Organizers took note. The post-pandemic convention model increasingly incorporates mental health programming, sensory-friendly quiet rooms (both physical and digital), and online support spaces that persist after the event. The lesson is clear: the value of a convention is measured not just in tickets sold, but in community resilience. The virtual pivot proved that fandom can withstand physical separation if the emotional core is preserved.
Lessons for the Future: What Organizers Should Keep
Looking back at the chaotic, inventive years of 2020 through 2022, several permanent lessons have emerged that any forward-thinking anime convention should internalize.
- Invest in production, not just streaming. A shaky webcam feed of a panel is not acceptable. Professional audio, multi-camera setups, and post-produced archives are now the minimum expectation.
- Design for two audiences from the start. The digital experience cannot be an afterthought bolted onto a physical event. Streaming rights, virtual exclusives, and online social spaces must be part of the core planning.
- Embrace on-demand content. Time zones and work schedules mean live-only events exclude massive portions of the global audience. Recordings should be standard, not a premium extra.
- Support the creator economy directly. Give artists and panelists tools to monetize their appearances without overshadowing the communal ethos. Affiliate links, paid digital signatures, and online workshops can generate income without exploiting fans.
- Prioritize community health. The convention’s true product is connection. Maintain year-round Discord servers, virtual meetups, and mental health resources to sustain community bonds between anchor events.
- Keep accessibility as a permanent pillar. Captioning, audio descriptions, low-bandwidth options, and flexible pricing should be non-negotiable, not pandemic-era exceptions.
A Transformation That Was Long Overdue
In many ways, the pandemic accelerated changes that were already lurking at the edges of fandom. Digital artist alleys had existed for years; livestreaming of panels was occasionally done for remote press. What COVID-19 did was force the entire ecosystem to adopt these tools at breakneck speed and to critically examine who conventions truly serve. The result is a landscape that is undeniably more inclusive, more globally connected, and more technologically rich—though still grappling with the soul of the tactile, chaotic, human experience that made physical cons legendary.
The rise of virtual conventions did not kill the in-person anime event. Instead, it gave it a permanent twin. Future cons will likely be judged not by how many bodies fill a hall, but by how seamlessly they weave together the physical and the digital, the local and the global, the commercial and the communal.

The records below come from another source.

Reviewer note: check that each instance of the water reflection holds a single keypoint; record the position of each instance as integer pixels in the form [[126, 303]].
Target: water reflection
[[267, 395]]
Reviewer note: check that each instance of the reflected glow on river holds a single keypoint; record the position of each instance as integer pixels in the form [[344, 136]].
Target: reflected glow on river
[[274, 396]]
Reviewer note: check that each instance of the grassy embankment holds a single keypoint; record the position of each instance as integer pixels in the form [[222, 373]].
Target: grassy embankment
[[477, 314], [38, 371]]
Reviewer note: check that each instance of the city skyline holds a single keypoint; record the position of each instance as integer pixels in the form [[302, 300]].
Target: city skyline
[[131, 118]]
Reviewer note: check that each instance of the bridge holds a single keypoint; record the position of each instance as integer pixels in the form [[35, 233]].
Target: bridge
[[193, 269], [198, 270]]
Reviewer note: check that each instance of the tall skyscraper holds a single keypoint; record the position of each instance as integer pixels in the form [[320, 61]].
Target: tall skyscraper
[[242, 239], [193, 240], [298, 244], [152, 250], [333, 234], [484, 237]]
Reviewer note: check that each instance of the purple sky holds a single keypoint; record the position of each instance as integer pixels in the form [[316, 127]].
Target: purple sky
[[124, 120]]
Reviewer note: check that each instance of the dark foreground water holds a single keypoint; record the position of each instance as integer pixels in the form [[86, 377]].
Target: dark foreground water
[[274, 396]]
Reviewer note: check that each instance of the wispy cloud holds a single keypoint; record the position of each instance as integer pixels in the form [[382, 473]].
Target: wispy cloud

The pandemic’s creative destruction, painful as it was, left behind a more resilient and thoughtful fandom—one that will never again take for granted the simple, extraordinary act of gathering, whether in a bustling convention center or a quiet, glowing screen at three in the morning. As a final look at how deeply this change has permeated the industry, many organizers now reference the Events Industry Council’s accessibility guidelines when designing their virtual components, a sign that inclusion has moved from a reactive fix to a proactive standard.